Evaluate triple integral: int[0,2]int[0,sqrt(4-x^2)]int[....

[hank]

\(\displaystyle \int^{2}_{0} \int^{\sqrt{4-x^2}}_{0} \int^{3-x^2-y^2}_{-5+x^2+y^2} x dzdydx\)



I've tried the problem several times and I get to this point and I'm stuck:

\(\displaystyle \int^{2}_{0} 8x \sqrt{4-x^2} -2x^3 \sqrt{4-x^2} -\frac{8}{3} x \sqrt{4-x^2} + \frac{2}{3} x^3 \sqrt{4-x^2}dx\)

I'm not sure how to integrate the terms with x^3, and I have a hunch I did something wrong and those terms should drop out anyway.

 

[galactus]

Re: Evaluate the triple integral

Did you try converting to polar coordinates?. may make it a little easier.

 

[hank]

Re: Evaluate the triple integral

Hi.
I did try converting it, even though we hadn't learned out to that yet at that point.

I got zero for my answer, so I don't think that's right.

 

[tkhunny]

Re: Evaluate the triple integral

Your two lower bounds of zero (0) seem to indicate you are thinking about symmetries.
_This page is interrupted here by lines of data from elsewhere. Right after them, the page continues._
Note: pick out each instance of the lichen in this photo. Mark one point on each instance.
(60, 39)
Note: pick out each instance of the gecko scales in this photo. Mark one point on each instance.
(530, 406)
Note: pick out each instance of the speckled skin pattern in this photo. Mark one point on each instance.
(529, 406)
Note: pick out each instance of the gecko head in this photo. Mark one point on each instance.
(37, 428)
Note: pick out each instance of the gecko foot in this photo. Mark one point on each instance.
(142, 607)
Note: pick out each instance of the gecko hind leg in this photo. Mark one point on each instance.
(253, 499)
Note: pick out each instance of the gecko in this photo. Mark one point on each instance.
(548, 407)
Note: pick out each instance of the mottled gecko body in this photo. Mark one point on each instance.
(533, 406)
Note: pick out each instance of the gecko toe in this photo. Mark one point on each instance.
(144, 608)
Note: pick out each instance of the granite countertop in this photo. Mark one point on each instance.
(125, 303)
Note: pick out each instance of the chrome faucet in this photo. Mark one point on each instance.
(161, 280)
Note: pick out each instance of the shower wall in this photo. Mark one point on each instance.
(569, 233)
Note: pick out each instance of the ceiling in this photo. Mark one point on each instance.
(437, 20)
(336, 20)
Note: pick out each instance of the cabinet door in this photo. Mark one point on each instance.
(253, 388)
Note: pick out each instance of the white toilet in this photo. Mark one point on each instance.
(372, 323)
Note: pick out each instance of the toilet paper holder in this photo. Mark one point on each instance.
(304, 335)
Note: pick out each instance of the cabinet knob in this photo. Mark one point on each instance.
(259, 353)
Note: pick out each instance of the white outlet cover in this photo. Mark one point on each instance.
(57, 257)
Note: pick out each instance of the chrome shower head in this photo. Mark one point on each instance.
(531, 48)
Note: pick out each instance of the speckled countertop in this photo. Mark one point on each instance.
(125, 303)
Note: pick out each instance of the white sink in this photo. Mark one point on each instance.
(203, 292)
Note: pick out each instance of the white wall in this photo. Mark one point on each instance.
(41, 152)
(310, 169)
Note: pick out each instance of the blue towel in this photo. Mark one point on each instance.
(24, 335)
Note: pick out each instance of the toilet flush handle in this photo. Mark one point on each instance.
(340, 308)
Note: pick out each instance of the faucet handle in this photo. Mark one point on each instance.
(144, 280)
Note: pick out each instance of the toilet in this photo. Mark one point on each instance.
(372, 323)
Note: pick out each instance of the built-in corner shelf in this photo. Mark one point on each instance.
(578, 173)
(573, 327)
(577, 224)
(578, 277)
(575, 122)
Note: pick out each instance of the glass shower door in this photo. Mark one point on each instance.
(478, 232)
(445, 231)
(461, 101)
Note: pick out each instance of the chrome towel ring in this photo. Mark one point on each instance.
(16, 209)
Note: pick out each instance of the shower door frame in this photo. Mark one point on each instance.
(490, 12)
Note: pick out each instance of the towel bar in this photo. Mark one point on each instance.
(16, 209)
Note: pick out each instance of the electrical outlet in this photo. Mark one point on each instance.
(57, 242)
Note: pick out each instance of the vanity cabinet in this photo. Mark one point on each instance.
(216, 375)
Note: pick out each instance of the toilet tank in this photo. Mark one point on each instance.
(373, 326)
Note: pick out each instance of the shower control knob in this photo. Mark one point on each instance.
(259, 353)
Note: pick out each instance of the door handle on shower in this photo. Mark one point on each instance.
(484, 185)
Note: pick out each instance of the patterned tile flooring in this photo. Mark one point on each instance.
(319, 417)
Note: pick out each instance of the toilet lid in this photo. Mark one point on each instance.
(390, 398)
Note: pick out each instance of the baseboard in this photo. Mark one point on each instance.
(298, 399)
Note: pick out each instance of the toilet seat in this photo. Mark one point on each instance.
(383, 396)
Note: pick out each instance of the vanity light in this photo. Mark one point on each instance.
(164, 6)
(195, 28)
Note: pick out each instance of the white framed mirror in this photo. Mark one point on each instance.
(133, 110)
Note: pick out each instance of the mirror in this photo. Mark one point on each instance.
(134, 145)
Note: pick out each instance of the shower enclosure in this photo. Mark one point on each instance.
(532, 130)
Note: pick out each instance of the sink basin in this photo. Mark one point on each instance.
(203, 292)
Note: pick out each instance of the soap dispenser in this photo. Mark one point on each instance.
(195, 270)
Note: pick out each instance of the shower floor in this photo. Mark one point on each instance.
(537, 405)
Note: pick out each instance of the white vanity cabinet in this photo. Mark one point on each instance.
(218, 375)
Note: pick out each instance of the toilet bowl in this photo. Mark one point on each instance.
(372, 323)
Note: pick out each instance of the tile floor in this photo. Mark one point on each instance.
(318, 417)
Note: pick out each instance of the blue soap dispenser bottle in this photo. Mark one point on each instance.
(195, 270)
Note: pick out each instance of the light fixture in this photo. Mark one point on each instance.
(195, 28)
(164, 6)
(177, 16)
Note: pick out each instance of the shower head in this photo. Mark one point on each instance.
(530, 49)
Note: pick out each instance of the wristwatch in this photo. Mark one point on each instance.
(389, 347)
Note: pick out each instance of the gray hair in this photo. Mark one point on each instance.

Are you?

Your initial expression multiplied by 4 looks nice. What do you get?

In cyllindrical coordinates, \(\displaystyle [0,\frac{\pi}{2}]\) and then multiplied by 4 looks nice. What do you get?

Watch that rogue cosine. It's periodic, you know.

 

[galactus]

Re: Evaluate the triple integral

Do the first integration and we get:

\(\displaystyle \int_{0}^{2}\int_{0}^{\sqrt{4-x^{2}}}\left[2x(4-x^{2})-2xy^{2}\right]dydx\)

\(\displaystyle =\int_{0}^{2}\frac{4}{3}x(4-x^{2})^{\frac{3}{2}}dx\)

Now, finish the last one.

 

[hank]

Oh, man, I see it now.

The answer was buried in a lot of ugly algebra. Thanks!